Иеромонах пришел почти сразу, будто ждал неподалеку.
– Что, отче, устал молиться в одиночестве и решил меня навестить?
– Что делать государь: хоть я и монах теперь, а в стороне от рати тяжело оставаться. Решил, может, я здесь пригожусь.
– А гимназию на кого оставил?
– Так ведь лето теперь, школяров пора на вакации отправлять, да их еще толком и не набрали. Вот осень придет, и наберем учеников, а пока Игнатий твой все к учению готовит.
– Чудно́: ты иезуиту души школяров собираешься доверить? А нас с тобой не сожгут обоих, когда из похода вернемся?
– А кому ведомо, что он иезуит? – не смущаясь, ответил Мелентий. – Я ему велел в мирское переодеться да книги готовить. Едва ты в поход ушел, привезли в Москву вещи, что воровские казаки у его товарищей отняли, когда уходили от Марины с Заруцким. Склянки, правда, побили почти все, но кое-что лекарю твоему осталось, так он теперь из башни своей и не выходит, нехристь. Книги же и прочие бумаги я забрал да припрятал до времени. А среди них была «Космология» Аристотеля и еще кое-что. Вот я и велел Игнатию твоему русский язык покуда учить да готовиться к тому, что будет латынь преподавать, а еще грамматику латинскую и риторику. Все же он твой подданный, хоть и из немецких земель, так что пусть хлеб не даром ест.
– Стало быть, не боишься иезуитов?
– Да что ты, государь, заладил: иезуит да иезуит! А где прикажешь учителей брать? Я сам по латыни только растолмачивать могу, да и то не шибко, а грамматики и вовсе не ведаю. Можно, конечно, греков позвать, но там на пятерых православных будут трое тайных католиков, а двое, что останутся, – явных! А этот хоть сразу понятно кто такой и чего от него ждать. Ничто, приглядим!
– А то, что он мой подданный, это он тебе рассказал?
– Ага, а что, соврал?
– Да нет… ну почти. Ладно, в моих землях в Мекленбурге есть город Росток, а в нем большой университет. Я через Рюмина велел прислать ко мне учителей добрых да учебников сколь потребно. Хватит на гимназию и академию.
– Это еще зачем?
– Затем, что учиться надо. Среди священников, сам поди ведаешь, дай бог чтобы половина хоть худо читать могли. А уж в чем вера заключается, внятно объяснить может разве один из десятка. И что хуже всего, иерархи церковные недалеко от тех ушли. Вот и начнем учить, чтобы если не при детях моих, то уж при внуках такого неподобия точно не было.

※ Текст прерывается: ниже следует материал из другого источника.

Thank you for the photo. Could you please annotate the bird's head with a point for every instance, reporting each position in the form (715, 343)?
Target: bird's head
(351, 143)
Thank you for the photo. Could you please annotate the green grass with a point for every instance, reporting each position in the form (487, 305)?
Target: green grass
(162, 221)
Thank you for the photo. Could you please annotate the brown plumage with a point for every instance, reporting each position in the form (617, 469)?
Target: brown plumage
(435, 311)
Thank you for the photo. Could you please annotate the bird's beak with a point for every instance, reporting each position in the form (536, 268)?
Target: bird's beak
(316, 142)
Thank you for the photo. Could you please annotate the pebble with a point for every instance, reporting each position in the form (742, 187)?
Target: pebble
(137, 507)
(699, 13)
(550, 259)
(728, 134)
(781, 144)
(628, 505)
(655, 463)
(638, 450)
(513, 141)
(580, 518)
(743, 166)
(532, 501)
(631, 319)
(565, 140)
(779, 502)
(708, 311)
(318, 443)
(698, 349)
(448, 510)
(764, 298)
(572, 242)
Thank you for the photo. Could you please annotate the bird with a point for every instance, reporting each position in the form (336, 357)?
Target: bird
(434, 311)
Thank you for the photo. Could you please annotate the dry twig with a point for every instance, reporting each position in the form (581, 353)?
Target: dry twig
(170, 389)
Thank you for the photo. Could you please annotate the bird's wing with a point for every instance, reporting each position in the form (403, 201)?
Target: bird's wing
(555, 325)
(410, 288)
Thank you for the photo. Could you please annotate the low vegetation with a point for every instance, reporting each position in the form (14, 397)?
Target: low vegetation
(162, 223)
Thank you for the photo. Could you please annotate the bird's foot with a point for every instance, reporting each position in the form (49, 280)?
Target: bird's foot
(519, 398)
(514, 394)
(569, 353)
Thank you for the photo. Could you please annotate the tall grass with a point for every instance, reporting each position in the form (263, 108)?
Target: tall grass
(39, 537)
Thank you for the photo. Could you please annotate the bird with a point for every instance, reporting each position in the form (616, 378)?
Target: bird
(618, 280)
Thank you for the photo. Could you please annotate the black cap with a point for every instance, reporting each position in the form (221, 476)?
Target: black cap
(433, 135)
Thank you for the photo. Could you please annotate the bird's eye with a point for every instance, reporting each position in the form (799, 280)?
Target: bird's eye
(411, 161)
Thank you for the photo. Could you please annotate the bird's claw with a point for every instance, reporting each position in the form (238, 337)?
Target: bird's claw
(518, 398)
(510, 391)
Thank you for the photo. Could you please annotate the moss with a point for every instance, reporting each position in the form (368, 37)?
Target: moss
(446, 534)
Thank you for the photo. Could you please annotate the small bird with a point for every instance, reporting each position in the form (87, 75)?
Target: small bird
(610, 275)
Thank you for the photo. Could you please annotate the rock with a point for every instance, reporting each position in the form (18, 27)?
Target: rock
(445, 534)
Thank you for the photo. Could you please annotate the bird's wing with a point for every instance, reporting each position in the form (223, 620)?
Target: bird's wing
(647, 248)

– А Священное Писание тоже твои немцы толковать станут? – подозрительно спросил Мелентий.
– Ну уж на это, я полагаю, православных учителей сыщем.
– Греков позовешь… – вздохнул иеромонах.
– Только учителями в академию. Такого, чтобы епископскую кафедру дали пришлому греку, который все османские задницы перецеловал и всем римским патерам – туфли, более не будет.
– Злой ты, государь, – не то утвердительно, не то укоряюще сказал Мелентий.
– Был бы злой – кое-кто уже на колу сидел бы, – думая о своем, отвечал я.
– А ты на Черкасского не серчай, лучше сам прежде думай, перед тем как повелеть.
– Знаешь об сем деле? – вопросительно посмотрел я на него.
– Знаю, – вздохнул он, – только тут Черкасский прав. Не в том, что он тебе перечил, а в том, что все тайно сделал и сваре не дал подняться.
– А не ты ли, святой отец, давеча толковал о том, что местничество много зла принесло и надобно его уничтожить?
– Говорил, и паки и паки говорить буду, что зло от этих порядков. Только сейчас не время их ломать. Надорвешься и дело не сделаешь, а сделать надобно много. Потому и приехал сюда, чтобы предостеречь тебя при случае.
– Вот, значит, как… что еще хорошее расскажешь?
– Расскажу и хорошее; ты, государь, про Григория Валуева слыхал?
– А кто это?
– Воевода в Невеле.
– Полякам служит?
– Королевичу Владиславу.
– Не один ли хрен?
– Как сказать – Владиславу в свое время многие присягнули, и даже рында твой, что в сенях спит. Покойный Гермоген москвичей от клятвы освободил, да Валуева в ту пору на Москве не было.
– И что?
– Да ничего, только воевода он хороший, вместе с покойным князем Скопиным-Шуйским воевал, и тот его жаловал. Вот если бы его…
– Переманить?
– А чего бы и не переманить?
– Не знаю, – задумался я, – если сам придет, то приму, чего не принять. Вот только захочет ли?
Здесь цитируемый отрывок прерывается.